Gary Angel, President of digital measurement and data analytics consulting firm Semphonic (www.semphonic.com), explains that the topographic nature of websites prevents basic statistical techniques from working well in the digital realm. He identifies methods for solving the unique problems that digital data and website structure present, and highlights techniques which provide a completely new set of opportunities for effectively measuring, analysing, and optimising your digital properties to drive better online performance.
The Problem with Statistical Analysis in Web Analytics
The practice of Digital Analytics is built on a few simple, largely unquestioned assumptions. The first of these assumptions is “intentionality”. When a visitor looks at a page about a topic or product, we assume they have an interest in the product or topic – that the behavior was intentional. The second key assumption is “influence”. When a visitor views a page and then subsequently does something we consider a success, we assume that the earlier page view influenced the subsequent action. These two assumptions – intention and influence – are so deeply ingrained in Web analytics practice that we hardly ever even bother to think about them.
That’s dangerous, because the way visitors traverse a website is controlled, to some extent, by the options and pathways provided. Like a magician “forcing” the pick of a card, we exert significant control over where visitors go and how they get to key locations by the way we structure the website. So when we infer “intention” or “influence”, we may actually only be measuring our own little sleights of hand.

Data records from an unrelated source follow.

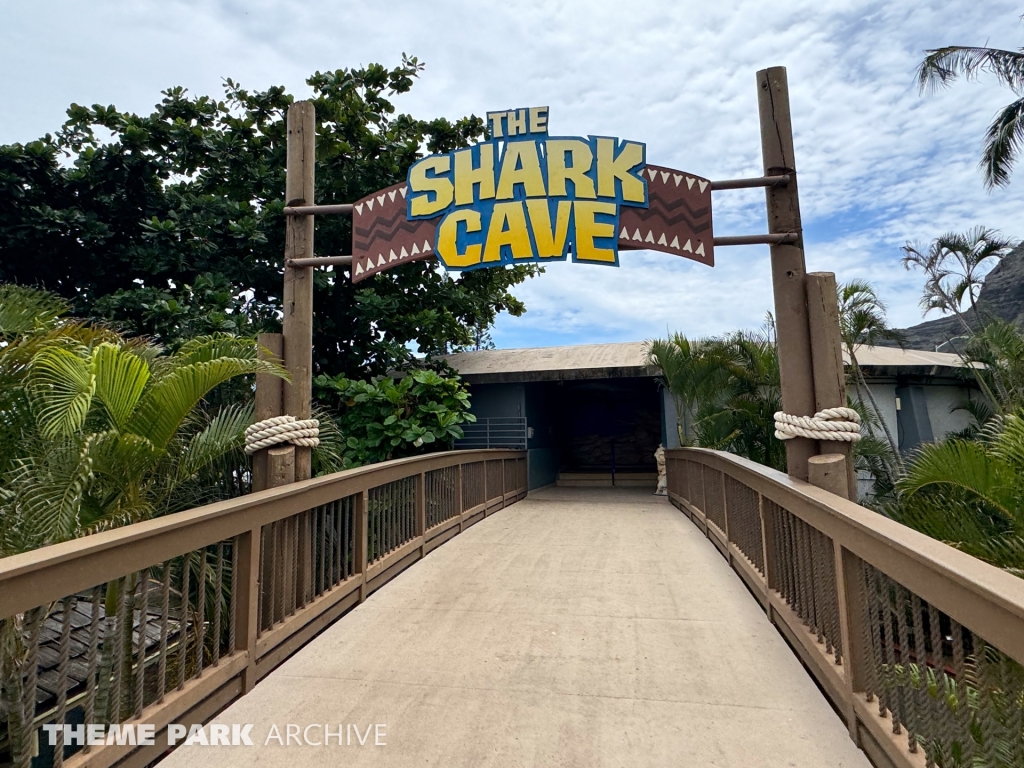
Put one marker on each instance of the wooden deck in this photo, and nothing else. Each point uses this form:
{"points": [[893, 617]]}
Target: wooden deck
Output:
{"points": [[581, 627]]}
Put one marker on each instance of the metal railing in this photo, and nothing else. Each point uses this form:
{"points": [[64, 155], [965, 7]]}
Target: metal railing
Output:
{"points": [[494, 432], [919, 646], [169, 621]]}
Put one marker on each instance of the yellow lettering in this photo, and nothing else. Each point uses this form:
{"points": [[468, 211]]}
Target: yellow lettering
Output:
{"points": [[448, 235], [611, 167], [581, 160], [588, 227], [538, 119], [467, 176], [520, 165], [550, 241], [516, 121], [495, 118], [421, 185], [508, 227]]}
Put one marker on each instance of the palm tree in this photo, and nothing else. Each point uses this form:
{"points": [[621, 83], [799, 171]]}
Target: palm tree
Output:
{"points": [[730, 387], [1006, 134], [954, 266], [689, 370], [971, 493], [117, 433], [862, 323]]}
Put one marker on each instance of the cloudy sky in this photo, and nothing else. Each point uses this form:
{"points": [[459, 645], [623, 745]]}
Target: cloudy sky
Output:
{"points": [[880, 164]]}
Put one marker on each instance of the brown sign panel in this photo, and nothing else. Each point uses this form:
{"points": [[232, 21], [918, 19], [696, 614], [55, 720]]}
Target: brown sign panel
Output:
{"points": [[677, 218], [383, 238]]}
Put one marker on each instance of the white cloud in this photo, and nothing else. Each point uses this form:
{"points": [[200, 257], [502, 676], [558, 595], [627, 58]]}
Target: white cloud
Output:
{"points": [[879, 164]]}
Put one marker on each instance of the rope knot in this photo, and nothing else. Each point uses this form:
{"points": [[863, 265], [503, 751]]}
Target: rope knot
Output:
{"points": [[832, 424], [281, 429]]}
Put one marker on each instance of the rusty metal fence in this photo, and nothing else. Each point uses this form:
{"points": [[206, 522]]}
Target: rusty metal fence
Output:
{"points": [[920, 646], [169, 621]]}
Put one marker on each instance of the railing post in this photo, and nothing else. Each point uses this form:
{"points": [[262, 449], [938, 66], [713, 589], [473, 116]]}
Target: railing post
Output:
{"points": [[725, 518], [246, 583], [852, 609], [269, 401], [297, 323], [767, 552], [458, 494], [421, 511], [361, 516]]}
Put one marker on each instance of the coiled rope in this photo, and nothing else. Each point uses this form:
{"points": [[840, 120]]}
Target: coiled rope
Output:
{"points": [[832, 424], [282, 429]]}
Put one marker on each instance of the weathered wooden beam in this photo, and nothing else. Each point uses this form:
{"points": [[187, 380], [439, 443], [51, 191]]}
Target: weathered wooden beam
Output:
{"points": [[269, 401], [311, 210], [298, 314], [756, 240], [826, 359], [787, 269], [322, 261], [748, 183]]}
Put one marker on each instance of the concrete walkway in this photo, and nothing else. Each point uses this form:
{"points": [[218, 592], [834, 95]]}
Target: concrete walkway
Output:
{"points": [[581, 627]]}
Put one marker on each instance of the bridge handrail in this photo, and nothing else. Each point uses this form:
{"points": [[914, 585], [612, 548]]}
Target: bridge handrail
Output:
{"points": [[118, 625], [886, 619]]}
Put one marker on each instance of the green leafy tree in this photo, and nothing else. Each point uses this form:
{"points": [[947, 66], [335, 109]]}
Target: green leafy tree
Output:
{"points": [[954, 265], [730, 386], [386, 418], [1005, 137], [970, 494], [171, 222]]}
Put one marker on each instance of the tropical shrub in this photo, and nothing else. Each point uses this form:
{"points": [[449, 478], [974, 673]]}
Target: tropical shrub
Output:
{"points": [[389, 418], [101, 431]]}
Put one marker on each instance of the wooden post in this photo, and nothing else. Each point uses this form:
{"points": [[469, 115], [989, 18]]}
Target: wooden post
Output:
{"points": [[247, 589], [361, 519], [786, 262], [852, 609], [298, 309], [269, 401], [421, 511], [829, 472], [826, 359], [281, 465], [460, 502]]}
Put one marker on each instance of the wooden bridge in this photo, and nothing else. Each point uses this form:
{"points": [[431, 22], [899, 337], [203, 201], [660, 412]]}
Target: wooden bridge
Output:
{"points": [[749, 620]]}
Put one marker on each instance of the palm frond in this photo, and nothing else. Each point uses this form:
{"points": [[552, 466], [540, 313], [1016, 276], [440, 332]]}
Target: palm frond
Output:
{"points": [[967, 466], [46, 492], [941, 67], [62, 385], [1004, 142], [225, 432], [121, 377], [25, 310], [169, 398]]}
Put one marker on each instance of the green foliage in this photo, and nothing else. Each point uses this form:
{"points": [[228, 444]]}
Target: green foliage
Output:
{"points": [[386, 418], [862, 322], [974, 722], [170, 224], [970, 494], [954, 265], [1005, 137], [102, 431], [730, 387]]}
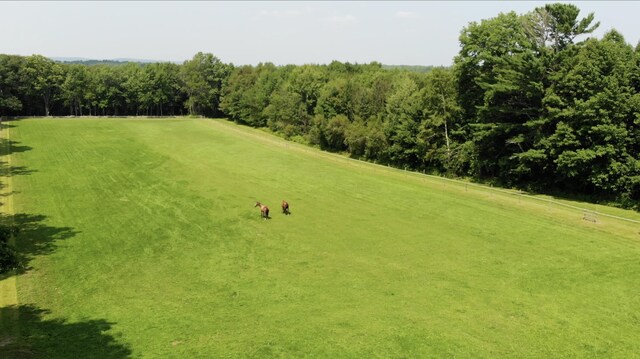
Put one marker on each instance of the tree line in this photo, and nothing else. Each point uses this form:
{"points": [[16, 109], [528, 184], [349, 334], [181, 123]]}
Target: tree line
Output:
{"points": [[38, 86], [530, 102]]}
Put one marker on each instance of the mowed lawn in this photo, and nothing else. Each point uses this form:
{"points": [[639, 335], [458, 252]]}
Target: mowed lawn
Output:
{"points": [[145, 242]]}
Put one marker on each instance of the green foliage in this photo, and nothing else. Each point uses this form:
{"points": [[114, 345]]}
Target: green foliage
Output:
{"points": [[174, 260], [528, 103]]}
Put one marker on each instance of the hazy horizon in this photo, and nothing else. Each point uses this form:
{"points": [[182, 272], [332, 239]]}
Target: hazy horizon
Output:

Think about it this way: websites are very much like city streets. Some pathways are big and broad, others small and narrow. Often, there’s no direct way to get from Point A to Point B. No analyst would ever be foolish enough to think that a straightforward correlation model would work for analysing city traffic. Yet, surprisingly, many have made exactly that same mistake when it comes to websites.
Basic statistical analysis techniques aren’t designed to handle data sets where the data is topographically arranged – and the structure of websites creates a deep topology to web data.

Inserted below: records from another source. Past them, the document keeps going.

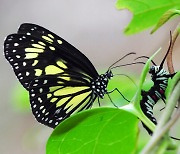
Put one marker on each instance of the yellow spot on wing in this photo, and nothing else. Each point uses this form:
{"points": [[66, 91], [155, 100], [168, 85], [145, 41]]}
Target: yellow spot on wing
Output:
{"points": [[31, 55], [38, 46], [53, 100], [52, 89], [52, 48], [34, 50], [51, 69], [69, 90], [59, 41], [66, 78], [35, 62], [47, 39], [38, 72], [42, 43], [62, 101], [49, 95], [51, 36], [61, 64], [80, 107], [75, 101]]}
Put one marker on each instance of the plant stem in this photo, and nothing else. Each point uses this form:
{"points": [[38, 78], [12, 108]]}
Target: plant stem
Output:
{"points": [[169, 57], [171, 103]]}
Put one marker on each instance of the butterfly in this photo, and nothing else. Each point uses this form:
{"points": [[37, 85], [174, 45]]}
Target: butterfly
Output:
{"points": [[60, 79], [159, 77]]}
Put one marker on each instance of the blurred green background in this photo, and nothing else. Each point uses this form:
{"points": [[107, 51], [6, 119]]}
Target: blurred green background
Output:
{"points": [[96, 29]]}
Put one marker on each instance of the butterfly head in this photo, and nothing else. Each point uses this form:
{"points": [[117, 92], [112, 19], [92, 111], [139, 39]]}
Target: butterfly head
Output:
{"points": [[154, 69], [108, 74]]}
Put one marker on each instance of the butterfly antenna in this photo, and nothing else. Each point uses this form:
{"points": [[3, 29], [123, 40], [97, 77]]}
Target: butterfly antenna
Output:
{"points": [[146, 58], [131, 53], [128, 78], [170, 44], [127, 64]]}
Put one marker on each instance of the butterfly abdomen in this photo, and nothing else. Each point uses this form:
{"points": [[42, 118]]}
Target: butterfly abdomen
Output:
{"points": [[99, 86], [157, 91]]}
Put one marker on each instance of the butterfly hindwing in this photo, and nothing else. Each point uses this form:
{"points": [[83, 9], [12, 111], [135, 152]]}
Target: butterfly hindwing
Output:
{"points": [[54, 98]]}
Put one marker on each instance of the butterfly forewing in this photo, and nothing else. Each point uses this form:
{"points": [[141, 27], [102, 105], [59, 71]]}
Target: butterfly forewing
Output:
{"points": [[54, 98], [56, 74], [73, 54]]}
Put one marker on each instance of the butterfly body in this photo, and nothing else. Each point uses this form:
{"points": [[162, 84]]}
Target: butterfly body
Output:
{"points": [[99, 85], [150, 98], [160, 78], [60, 79]]}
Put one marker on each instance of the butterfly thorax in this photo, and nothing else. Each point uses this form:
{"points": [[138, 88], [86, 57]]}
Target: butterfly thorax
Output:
{"points": [[99, 85], [159, 76]]}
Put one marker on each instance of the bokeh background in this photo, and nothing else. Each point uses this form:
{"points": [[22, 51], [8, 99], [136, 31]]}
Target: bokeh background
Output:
{"points": [[95, 28]]}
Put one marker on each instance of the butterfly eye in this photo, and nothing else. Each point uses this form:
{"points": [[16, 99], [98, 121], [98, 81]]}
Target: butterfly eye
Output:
{"points": [[152, 70]]}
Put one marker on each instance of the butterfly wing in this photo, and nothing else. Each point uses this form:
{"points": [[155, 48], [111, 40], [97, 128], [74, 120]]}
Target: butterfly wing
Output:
{"points": [[54, 98], [43, 53], [56, 74]]}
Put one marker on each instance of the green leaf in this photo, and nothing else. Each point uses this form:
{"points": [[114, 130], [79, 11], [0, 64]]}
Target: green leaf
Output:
{"points": [[165, 17], [146, 12], [20, 99], [101, 130]]}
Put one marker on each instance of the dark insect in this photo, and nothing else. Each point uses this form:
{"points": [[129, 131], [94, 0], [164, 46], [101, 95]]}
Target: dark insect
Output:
{"points": [[60, 79], [149, 98]]}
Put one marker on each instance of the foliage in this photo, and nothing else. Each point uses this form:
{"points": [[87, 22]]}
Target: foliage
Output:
{"points": [[102, 130], [146, 13]]}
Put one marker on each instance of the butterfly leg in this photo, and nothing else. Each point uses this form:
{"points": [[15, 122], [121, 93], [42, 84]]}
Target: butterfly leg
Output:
{"points": [[116, 89], [99, 102]]}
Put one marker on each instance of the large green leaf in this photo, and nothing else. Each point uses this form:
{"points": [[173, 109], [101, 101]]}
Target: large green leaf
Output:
{"points": [[96, 131], [146, 12]]}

Simple correlation analysis, for example, does nothing to separate out the impact of site structure. So pages that are closely related navigationally are almost always highly correlated. This makes it impossible to interpret true intention of users or the true influence of pages and, is therefore, almost completely useless.

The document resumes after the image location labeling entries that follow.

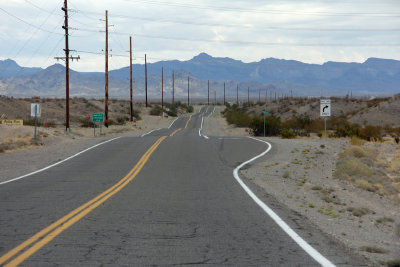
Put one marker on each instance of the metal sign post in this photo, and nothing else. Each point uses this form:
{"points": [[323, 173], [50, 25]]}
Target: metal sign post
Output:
{"points": [[97, 117], [36, 112], [325, 110], [264, 112]]}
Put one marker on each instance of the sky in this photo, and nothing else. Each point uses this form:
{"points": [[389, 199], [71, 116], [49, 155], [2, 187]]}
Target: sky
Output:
{"points": [[311, 31]]}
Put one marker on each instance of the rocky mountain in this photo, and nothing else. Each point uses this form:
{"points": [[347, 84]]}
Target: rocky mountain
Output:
{"points": [[373, 77]]}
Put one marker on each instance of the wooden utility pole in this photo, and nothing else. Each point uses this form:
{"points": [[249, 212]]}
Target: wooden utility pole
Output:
{"points": [[188, 91], [66, 58], [106, 77], [130, 70], [237, 94], [224, 93], [208, 96], [145, 76], [173, 87]]}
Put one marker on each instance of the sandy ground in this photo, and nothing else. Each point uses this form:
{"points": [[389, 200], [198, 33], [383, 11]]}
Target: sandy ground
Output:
{"points": [[299, 174], [55, 144]]}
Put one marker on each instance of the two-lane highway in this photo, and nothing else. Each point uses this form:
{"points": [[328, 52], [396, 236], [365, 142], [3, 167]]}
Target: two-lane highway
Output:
{"points": [[167, 198]]}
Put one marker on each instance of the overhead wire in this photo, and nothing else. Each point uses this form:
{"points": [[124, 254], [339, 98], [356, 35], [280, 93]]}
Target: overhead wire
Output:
{"points": [[247, 26], [269, 11]]}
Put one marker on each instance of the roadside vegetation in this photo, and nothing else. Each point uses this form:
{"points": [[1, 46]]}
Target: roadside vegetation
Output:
{"points": [[304, 125]]}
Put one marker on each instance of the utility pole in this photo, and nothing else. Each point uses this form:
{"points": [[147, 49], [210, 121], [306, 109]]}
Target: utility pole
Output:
{"points": [[66, 58], [208, 97], [145, 74], [224, 93], [173, 88], [130, 70], [237, 94], [106, 77]]}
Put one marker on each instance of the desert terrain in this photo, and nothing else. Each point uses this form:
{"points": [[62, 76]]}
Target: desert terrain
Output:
{"points": [[309, 175]]}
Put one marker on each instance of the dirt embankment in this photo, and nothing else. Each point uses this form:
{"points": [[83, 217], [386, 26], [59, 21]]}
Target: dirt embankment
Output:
{"points": [[321, 179]]}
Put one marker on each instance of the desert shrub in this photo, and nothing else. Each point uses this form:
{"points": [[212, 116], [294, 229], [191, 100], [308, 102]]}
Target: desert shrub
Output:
{"points": [[353, 151], [86, 122], [156, 111], [393, 263], [272, 125], [366, 185], [359, 212], [287, 133], [371, 132], [136, 114], [238, 118], [356, 141]]}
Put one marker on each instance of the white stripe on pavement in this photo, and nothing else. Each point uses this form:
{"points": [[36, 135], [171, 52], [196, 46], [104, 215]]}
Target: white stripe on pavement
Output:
{"points": [[284, 226], [55, 164]]}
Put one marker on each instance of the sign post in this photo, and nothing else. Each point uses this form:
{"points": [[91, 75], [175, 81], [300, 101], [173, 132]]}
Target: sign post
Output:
{"points": [[325, 110], [36, 111], [264, 112], [97, 117]]}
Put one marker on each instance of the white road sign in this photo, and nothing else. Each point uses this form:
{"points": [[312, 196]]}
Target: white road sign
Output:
{"points": [[38, 110], [325, 107]]}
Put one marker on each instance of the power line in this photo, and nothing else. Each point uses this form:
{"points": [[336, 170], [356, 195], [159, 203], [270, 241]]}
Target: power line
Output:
{"points": [[27, 23], [247, 26]]}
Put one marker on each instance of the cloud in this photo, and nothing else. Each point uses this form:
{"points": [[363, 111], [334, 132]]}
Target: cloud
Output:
{"points": [[219, 28]]}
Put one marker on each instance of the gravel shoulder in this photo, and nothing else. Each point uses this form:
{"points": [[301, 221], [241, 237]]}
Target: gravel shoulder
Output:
{"points": [[55, 144], [299, 174]]}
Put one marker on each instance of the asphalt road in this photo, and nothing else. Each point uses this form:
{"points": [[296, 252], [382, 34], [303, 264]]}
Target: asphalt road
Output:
{"points": [[180, 205]]}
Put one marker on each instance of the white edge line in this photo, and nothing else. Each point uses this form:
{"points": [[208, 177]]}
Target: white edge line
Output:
{"points": [[285, 227], [150, 132], [59, 162], [211, 113], [201, 126], [173, 122]]}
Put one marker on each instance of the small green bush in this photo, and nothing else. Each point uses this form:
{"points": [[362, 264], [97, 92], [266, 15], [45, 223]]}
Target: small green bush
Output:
{"points": [[352, 167], [359, 212], [393, 263], [156, 111], [287, 134]]}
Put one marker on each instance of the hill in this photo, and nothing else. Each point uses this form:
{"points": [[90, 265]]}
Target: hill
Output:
{"points": [[375, 76]]}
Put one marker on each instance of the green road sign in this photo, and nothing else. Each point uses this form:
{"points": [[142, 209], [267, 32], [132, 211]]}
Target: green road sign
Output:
{"points": [[97, 117]]}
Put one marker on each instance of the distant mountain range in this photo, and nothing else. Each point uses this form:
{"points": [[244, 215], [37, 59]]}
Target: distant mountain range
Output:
{"points": [[373, 77]]}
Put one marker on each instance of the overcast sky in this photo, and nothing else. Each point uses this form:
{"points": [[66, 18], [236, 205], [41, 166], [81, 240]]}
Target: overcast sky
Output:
{"points": [[249, 30]]}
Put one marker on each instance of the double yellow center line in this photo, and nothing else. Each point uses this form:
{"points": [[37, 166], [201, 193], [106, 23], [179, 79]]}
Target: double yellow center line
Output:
{"points": [[187, 123], [23, 251], [174, 132]]}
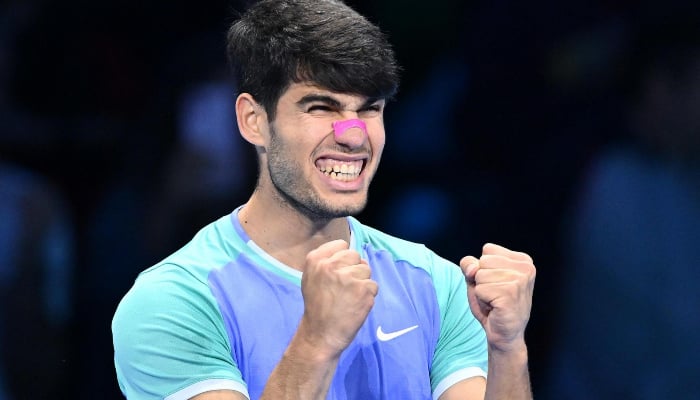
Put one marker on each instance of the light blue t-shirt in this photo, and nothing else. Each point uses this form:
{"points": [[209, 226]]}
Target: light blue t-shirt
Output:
{"points": [[219, 313]]}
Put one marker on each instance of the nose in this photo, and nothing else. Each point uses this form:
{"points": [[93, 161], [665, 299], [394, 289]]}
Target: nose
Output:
{"points": [[350, 132]]}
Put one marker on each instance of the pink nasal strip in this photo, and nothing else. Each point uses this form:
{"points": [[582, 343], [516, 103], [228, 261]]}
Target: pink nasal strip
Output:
{"points": [[339, 127]]}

Creating a Topographical Analysis
So any real analysis of visitor behaviour will have to take account of topology before it will be possible to measure correlation and infer intentionality or influence. In effect, you have to remove your sleight of hand from the equation.
One of the easiest ways to do this is to create a logical model of the site (rather like a sitemap) and then count distances between nodes in the hierarchy. We call this a topographical design. Even better, a behavioural topology model can be built showing how users actually navigate the Website and from this model, distance between nodes can be calculated based either on the distance in the tree or the actual number of average clicks between points.
Creation of a behavioral topology model is truly a foundational project in digital analytics. Without it, every analysis you do of your Website is likely to be deeply flawed. With a behavioral topology come numerous new analytic opportunities that few Web analysts have explored. These models also open up the opportunity to use classic statistical analysis techniques more fully. By creating objective measures of distance and a true topography of the website, these models make it possible to look at the relationship between content and outcome on the website while controlling for the site’s inherent structure.